Free market think tank, the Institute of Public Affairs, today warned that the federal government was wrong to assume that it could continue to pocket the benefits of the mining boom without giving anything back to the industry.
Institute of Public Affairs Executive Director, John Roskam, said that the government was relying on resource sector profits to return it to surplus in 2012, but seemed to have little understanding that Australia’s terms of trade were at risk from major new emerging resource markets.
‘Australia’s competitive advantage is at risk as our freight advantage is being eroded, and as China invests heavily in Africa and other regions to reduce its reliance on Australian minerals. We can’t keep adding more taxes and more regulations and not expect there to be an impact on the number of projects that are undertaken in Australia. The government lacks a vision for the resource industry
‘Inflation in China is currently well ahead of the government’s target. If China decides to pump the brakes on their economy, Australian exports could be crippled. At the moment about 25 per cent of our exports go to China. It is not safe to assume that historically high commodity prices will last forever.
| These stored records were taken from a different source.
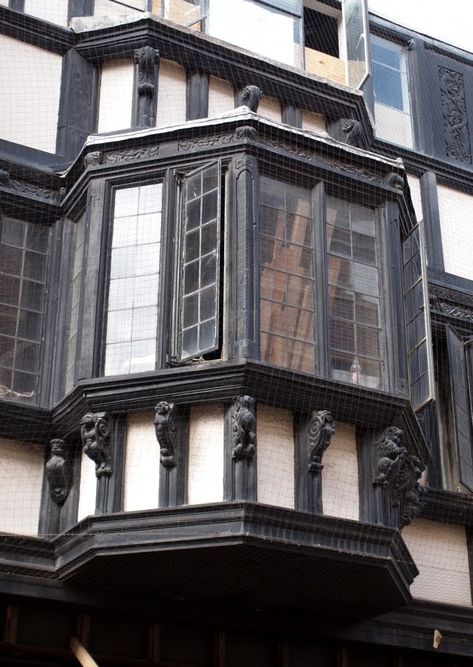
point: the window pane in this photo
(131, 337)
(354, 303)
(287, 321)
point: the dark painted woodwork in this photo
(197, 95)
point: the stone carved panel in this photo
(455, 117)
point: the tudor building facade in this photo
(235, 403)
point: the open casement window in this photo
(199, 270)
(460, 359)
(418, 331)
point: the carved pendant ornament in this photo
(455, 116)
(399, 473)
(58, 472)
(321, 429)
(95, 430)
(243, 428)
(165, 428)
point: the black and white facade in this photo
(236, 321)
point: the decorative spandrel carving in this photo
(243, 428)
(95, 430)
(251, 96)
(146, 58)
(398, 472)
(353, 132)
(455, 116)
(58, 472)
(321, 430)
(165, 428)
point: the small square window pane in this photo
(145, 322)
(190, 310)
(149, 228)
(190, 344)
(191, 277)
(191, 242)
(11, 260)
(9, 290)
(146, 290)
(143, 355)
(208, 303)
(12, 232)
(117, 359)
(119, 326)
(147, 259)
(150, 198)
(207, 335)
(37, 238)
(29, 325)
(126, 202)
(35, 266)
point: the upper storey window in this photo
(391, 93)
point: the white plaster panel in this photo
(116, 96)
(21, 476)
(270, 108)
(275, 456)
(141, 463)
(414, 186)
(393, 125)
(87, 488)
(221, 96)
(314, 122)
(441, 555)
(29, 94)
(171, 94)
(340, 495)
(456, 225)
(54, 11)
(205, 473)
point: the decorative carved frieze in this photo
(321, 429)
(455, 116)
(165, 428)
(95, 430)
(243, 428)
(58, 472)
(251, 96)
(115, 157)
(146, 58)
(398, 473)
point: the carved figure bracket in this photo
(95, 431)
(321, 430)
(243, 428)
(165, 429)
(58, 472)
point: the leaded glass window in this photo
(23, 268)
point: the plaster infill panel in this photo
(30, 91)
(172, 90)
(21, 478)
(441, 555)
(340, 495)
(116, 95)
(141, 463)
(206, 454)
(275, 456)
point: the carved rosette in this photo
(165, 428)
(57, 472)
(398, 472)
(251, 96)
(321, 430)
(95, 429)
(146, 58)
(243, 428)
(455, 115)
‘The Treasurer has been talking about converting the mining boom into an opportunity boom, but in the process there is a risk that Australian projects will no longer be an attractive investment destination and large mining projects could go elsewhere.
‘The resources boom is propping up the rest of the economy at the moment. Yet the government is punishing the sector with the new Minerals Resource Rent Tax. Instead, the government should put in place a Special Economic Zone in Northern Australia. A low tax, low regulation zone would drive continued long term investment in the Australian resource industry.
‘It was good to see that the government has directed funding towards addressing skills shortages in the budget, but by all accounts this still isn’t going to be enough to solve a problem that is already causing bottlenecks within the resource sector.
‘The new Enterprise Migration Agreements are a welcome initiative, but they should be extended to all projects, not just those that are above the $2 billion threshold. Why should those projects be advantaged over smaller projects?
‘The problem is that the government is assuming that the mining boom will continue and that they should grab as big a share as they can. This policy will put at risk the viability of billions of dollars of projects. Australia is not the only country that has a resource industry,’ Mr Roskam said.